In today’s fast-paced digital landscape, efficient incident management is crucial for maintaining high-quality customer experiences. In our previous article we discussed how the Web and Mobile department at Hapag-Lloyd established observability for serverless multi-account workloads to enhance visibility in a rapidly evolving AWS environment. We emphasized the importance of establishing robust monitoring solutions as a cornerstone for operational excellence. Having access to logs and receiving incident alerts can be improved with automated incident management that lowers MTTR. While we currently dispatch alert notifications to Microsoft Teams to keep our developers informed, there’s a need to improve our collaboration with the incident management team by automatically informing them about potential incidents, providing relevant contextual data. It’s also important to actively monitor each outage, process the data logically, and then make informed decisions. To achieve this, we’ve leveraged AWS Step Functions and Amazon OpenSearch Service to automate and streamline our incident response process, significantly reducing our Mean Time To Respond (MTTR).

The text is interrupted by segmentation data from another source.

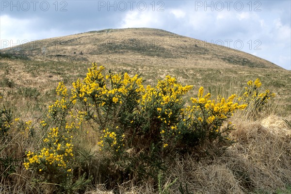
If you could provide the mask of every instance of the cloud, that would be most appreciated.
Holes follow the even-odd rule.
[[[57,11],[54,1],[48,2],[46,12],[1,11],[0,39],[14,43],[106,28],[155,28],[210,42],[231,40],[231,48],[240,40],[242,51],[290,68],[290,1],[240,1],[243,9],[239,11],[241,5],[233,2],[228,7],[223,1],[223,7],[214,1],[146,1],[141,11],[137,1],[125,10],[121,1],[74,0],[65,1],[66,11],[60,11],[63,1],[57,1]]]

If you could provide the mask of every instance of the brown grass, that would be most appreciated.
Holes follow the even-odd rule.
[[[147,43],[149,40],[160,43],[161,49],[138,46],[110,47],[110,42],[113,41],[128,44],[133,38],[135,43]],[[16,117],[23,121],[32,120],[36,125],[38,123],[46,114],[48,105],[55,100],[54,90],[58,82],[66,81],[66,85],[70,88],[72,81],[84,76],[86,68],[90,66],[88,62],[99,62],[107,69],[116,72],[141,74],[147,80],[146,84],[170,75],[177,77],[183,84],[194,85],[190,93],[192,96],[197,94],[201,86],[208,92],[211,90],[213,96],[229,96],[240,92],[246,81],[259,77],[263,85],[277,94],[276,100],[271,102],[267,111],[256,119],[238,114],[232,120],[237,129],[231,133],[237,143],[219,157],[198,160],[196,156],[176,158],[173,166],[169,166],[170,170],[162,175],[162,186],[164,188],[178,178],[170,188],[171,194],[179,193],[180,183],[184,188],[187,183],[189,191],[195,194],[241,194],[274,193],[278,189],[284,190],[291,185],[291,129],[282,120],[291,119],[289,71],[245,53],[222,48],[210,49],[209,45],[206,49],[197,44],[201,43],[197,40],[153,29],[110,30],[46,41],[64,44],[61,49],[55,49],[55,45],[51,44],[46,55],[41,54],[39,48],[28,48],[19,53],[13,51],[29,55],[32,61],[5,58],[1,59],[0,62],[0,75],[15,83],[14,87],[10,88],[1,82],[0,92],[10,101],[5,105],[11,107]],[[107,44],[97,49],[97,41]],[[195,44],[198,48],[193,48]],[[83,55],[79,54],[81,51]],[[55,56],[60,54],[66,56]],[[231,61],[232,59],[236,59]],[[252,65],[259,66],[244,66],[244,59],[247,59]],[[41,92],[40,96],[36,99],[30,99],[17,93],[19,88],[28,86],[36,88]],[[95,154],[91,161],[92,166],[95,167],[90,172],[97,180],[88,187],[86,194],[158,193],[157,185],[149,180],[139,185],[129,181],[114,191],[107,191],[98,177],[98,171],[101,170],[98,166],[100,154],[96,144],[99,135],[89,126],[84,128],[89,129],[88,134],[80,132],[78,140],[79,146]],[[39,144],[43,132],[37,134],[29,143],[28,139],[16,133],[11,141],[0,145],[0,148],[7,145],[6,149],[0,152],[0,158],[13,155],[23,158],[28,145],[33,147]],[[0,193],[39,193],[41,186],[47,188],[47,193],[52,192],[46,183],[32,183],[35,182],[33,175],[25,170],[20,162],[16,162],[18,167],[15,172],[1,178]],[[6,169],[1,168],[2,178]]]

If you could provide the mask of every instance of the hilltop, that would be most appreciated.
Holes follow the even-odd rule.
[[[202,68],[282,68],[239,50],[150,28],[106,29],[29,42],[1,52],[37,61]]]

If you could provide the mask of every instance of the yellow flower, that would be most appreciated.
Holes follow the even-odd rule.
[[[113,101],[113,102],[114,103],[117,103],[117,102],[118,101],[118,98],[117,98],[117,97],[113,97],[112,98],[112,101]]]

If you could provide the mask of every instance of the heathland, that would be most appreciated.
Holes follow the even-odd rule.
[[[291,193],[290,71],[146,28],[0,60],[0,193]]]

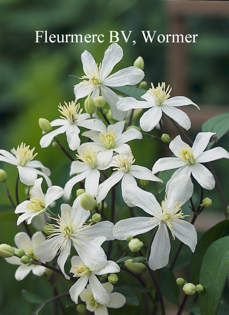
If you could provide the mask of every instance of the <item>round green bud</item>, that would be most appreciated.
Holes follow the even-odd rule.
[[[140,250],[143,246],[143,243],[138,238],[133,238],[129,242],[128,246],[130,251],[135,253]]]
[[[81,206],[85,210],[90,211],[95,209],[95,199],[89,193],[85,193],[81,195]]]
[[[7,172],[2,168],[0,169],[0,182],[4,182],[7,180]]]
[[[196,291],[198,293],[202,293],[204,291],[204,288],[202,284],[197,284],[196,285]]]
[[[136,274],[141,274],[145,270],[145,265],[142,263],[132,263],[132,259],[128,259],[124,262],[125,266],[131,271]]]
[[[183,287],[183,290],[187,295],[193,295],[196,292],[196,286],[193,283],[186,283]]]
[[[111,274],[110,276],[107,278],[107,280],[110,282],[110,283],[112,283],[112,284],[114,284],[118,281],[118,276],[115,274]]]
[[[170,137],[167,134],[163,134],[162,136],[162,141],[165,142],[165,143],[169,143],[171,141],[171,139],[170,139]]]
[[[45,118],[40,118],[39,119],[39,125],[42,131],[44,131],[46,134],[48,134],[52,130],[50,121]]]
[[[98,223],[98,222],[101,221],[101,215],[99,213],[95,213],[92,216],[92,220],[93,222],[96,222],[96,223]]]
[[[101,108],[103,107],[106,104],[106,100],[103,96],[98,96],[95,100],[95,103],[97,107]]]
[[[94,114],[95,112],[96,109],[96,104],[95,104],[95,101],[91,96],[88,96],[85,100],[84,108],[88,114],[90,115]]]
[[[14,255],[14,249],[8,244],[1,244],[0,245],[0,256],[4,258],[10,258]]]
[[[140,56],[138,57],[137,59],[135,60],[135,61],[134,62],[133,65],[134,66],[134,67],[136,67],[139,69],[141,69],[141,70],[143,70],[144,67],[144,60],[143,59],[142,57],[141,57]]]
[[[212,201],[211,199],[207,197],[206,198],[204,198],[202,203],[205,208],[209,208],[212,204]]]

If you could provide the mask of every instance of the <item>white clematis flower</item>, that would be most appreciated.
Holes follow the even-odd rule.
[[[155,88],[152,83],[152,87],[141,96],[145,101],[137,101],[133,97],[124,97],[117,104],[121,110],[128,110],[131,108],[149,108],[140,119],[140,125],[143,131],[149,132],[159,122],[164,112],[167,116],[176,121],[180,126],[188,130],[191,127],[191,121],[187,114],[176,108],[176,107],[186,105],[194,105],[198,109],[199,107],[191,100],[185,96],[170,97],[172,88],[170,86],[166,90],[164,82]]]
[[[117,120],[122,120],[126,113],[117,109],[118,97],[109,88],[135,85],[144,76],[144,72],[136,67],[122,69],[109,76],[114,67],[121,60],[123,56],[123,51],[119,45],[116,43],[112,44],[106,50],[102,64],[98,67],[92,54],[85,50],[81,55],[81,60],[85,75],[81,78],[83,81],[74,88],[77,99],[91,94],[91,96],[95,100],[101,92],[110,105],[113,118]]]
[[[215,186],[212,173],[201,163],[207,163],[222,158],[229,159],[229,153],[222,148],[217,147],[204,152],[213,133],[199,133],[196,136],[192,148],[181,140],[180,136],[171,141],[169,147],[177,157],[159,159],[154,165],[154,174],[161,171],[179,167],[170,180],[178,175],[187,174],[193,176],[205,189],[211,190]]]
[[[95,315],[108,315],[107,307],[120,308],[126,301],[125,296],[121,293],[117,292],[111,293],[114,289],[114,286],[111,283],[106,282],[102,285],[110,296],[110,302],[108,304],[103,305],[96,300],[90,284],[88,284],[87,289],[84,289],[80,294],[82,301],[86,302],[87,309],[94,311]]]
[[[60,103],[58,110],[63,117],[60,116],[62,119],[59,118],[51,121],[51,125],[61,127],[42,137],[40,141],[41,148],[47,148],[51,144],[55,137],[66,132],[69,147],[71,150],[74,151],[78,149],[81,144],[79,127],[97,131],[102,130],[102,122],[97,119],[88,119],[90,118],[89,114],[82,114],[83,109],[80,109],[80,103],[77,104],[76,102],[76,100],[74,102],[72,101],[69,102],[68,104],[64,102],[65,105],[63,106]]]
[[[36,179],[32,190],[30,200],[23,201],[16,207],[15,213],[23,213],[18,219],[17,225],[27,219],[29,219],[27,224],[30,224],[35,217],[46,212],[48,207],[53,201],[63,196],[62,188],[59,186],[51,186],[48,188],[45,197],[41,188],[42,181],[42,178]]]
[[[11,150],[13,154],[5,150],[0,150],[0,161],[16,165],[20,179],[25,185],[33,185],[37,175],[41,175],[45,178],[48,186],[51,186],[52,182],[48,177],[51,174],[50,169],[44,166],[40,161],[32,161],[37,153],[33,154],[35,148],[30,150],[29,147],[22,142],[17,150],[14,148]],[[42,171],[36,169],[37,168],[41,168]]]
[[[122,133],[125,123],[125,121],[123,120],[109,124],[107,128],[104,124],[103,131],[100,133],[92,131],[84,133],[83,136],[90,138],[94,142],[82,145],[78,152],[84,151],[85,146],[87,148],[91,147],[99,152],[97,161],[100,165],[107,165],[111,162],[114,151],[128,155],[131,149],[126,142],[134,139],[142,139],[142,135],[134,128],[130,128]]]
[[[117,172],[114,172],[109,178],[99,185],[96,197],[97,202],[100,203],[103,200],[112,187],[122,179],[122,195],[123,200],[129,207],[134,207],[135,205],[132,202],[131,199],[128,197],[128,190],[127,191],[128,185],[137,185],[134,177],[139,179],[163,182],[162,179],[152,174],[146,167],[133,165],[135,160],[131,151],[129,152],[128,156],[121,153],[114,157],[111,166],[117,166],[116,168],[113,168],[114,170],[117,170]]]
[[[103,236],[103,241],[113,239],[112,230],[114,224],[103,221],[87,225],[86,222],[90,211],[80,205],[81,196],[78,197],[72,206],[63,204],[61,207],[61,217],[55,219],[57,224],[50,224],[52,234],[42,244],[34,249],[34,254],[46,262],[50,262],[59,254],[57,264],[67,279],[64,265],[70,255],[71,244],[80,257],[90,268],[103,268],[106,264],[106,257],[103,249],[93,240]]]
[[[71,259],[71,268],[70,272],[74,273],[73,277],[80,277],[69,290],[72,301],[78,303],[78,296],[89,281],[94,298],[97,303],[107,304],[110,302],[110,296],[103,285],[96,277],[107,273],[116,273],[120,271],[120,267],[114,262],[107,261],[103,267],[93,270],[79,257],[73,256]]]
[[[43,243],[45,240],[45,237],[40,231],[36,232],[34,234],[32,238],[30,238],[28,234],[25,232],[19,232],[16,234],[14,238],[14,241],[18,248],[24,249],[26,254],[29,255],[38,260],[40,259],[40,258],[34,255],[34,249],[37,245]],[[15,250],[17,249],[14,248]],[[46,270],[45,267],[39,265],[31,265],[30,266],[25,265],[21,262],[21,259],[19,258],[16,256],[13,256],[10,258],[5,258],[5,259],[8,263],[11,265],[19,265],[15,275],[15,279],[18,281],[20,281],[25,279],[31,271],[34,275],[41,277],[44,274]],[[45,261],[42,261],[43,263],[45,262]]]
[[[177,189],[182,182],[182,186]],[[181,207],[191,197],[193,184],[187,175],[179,176],[171,181],[168,187],[168,196],[162,205],[155,196],[138,187],[129,185],[129,198],[136,206],[142,209],[152,217],[135,217],[118,222],[113,230],[114,237],[126,239],[128,235],[135,236],[159,227],[151,245],[148,265],[152,270],[165,267],[169,262],[170,241],[168,230],[174,239],[175,237],[188,245],[193,253],[197,242],[194,226],[183,220]]]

With a fleet of 292 modern container ships and a total transport capacity of 2.3 million TEU, Hapag-Lloyd is one of the world’s leading liner shipping companies. TEU, or Twenty-foot Equivalent Unit, is a unit of measurement used to determine cargo capacity for container ships and ports. In the Liner Shipping Segment, the company has around 13,700 employees and more than 399 offices in 139 countries. Hapag-Lloyd has a container capacity of 3.4 million TEU – including one of the largest and most modern fleets of reefer containers. A total of 113 liner services worldwide ensure fast and reliable connections between more than 600 ports on all the continents.

The company’s Web and Mobile team is a distributed team located in Hamburg and Gdańsk, and responsible for the customer channel’s web and mobile products in the company.

This blog post will guide you through a solution the Web and Mobile team has built to improve their incident management which leads to a lower MTTR by automatically detecting application outages and creating tickets. And by also by gathering relevant contextual information that is provided to the respective application and incident management teams.

Solution

When we automate the creation of tickets that are updated with relevant information to trigger other actions, we want to do that in an orchestrated way. That is where AWS Step Functions come into play.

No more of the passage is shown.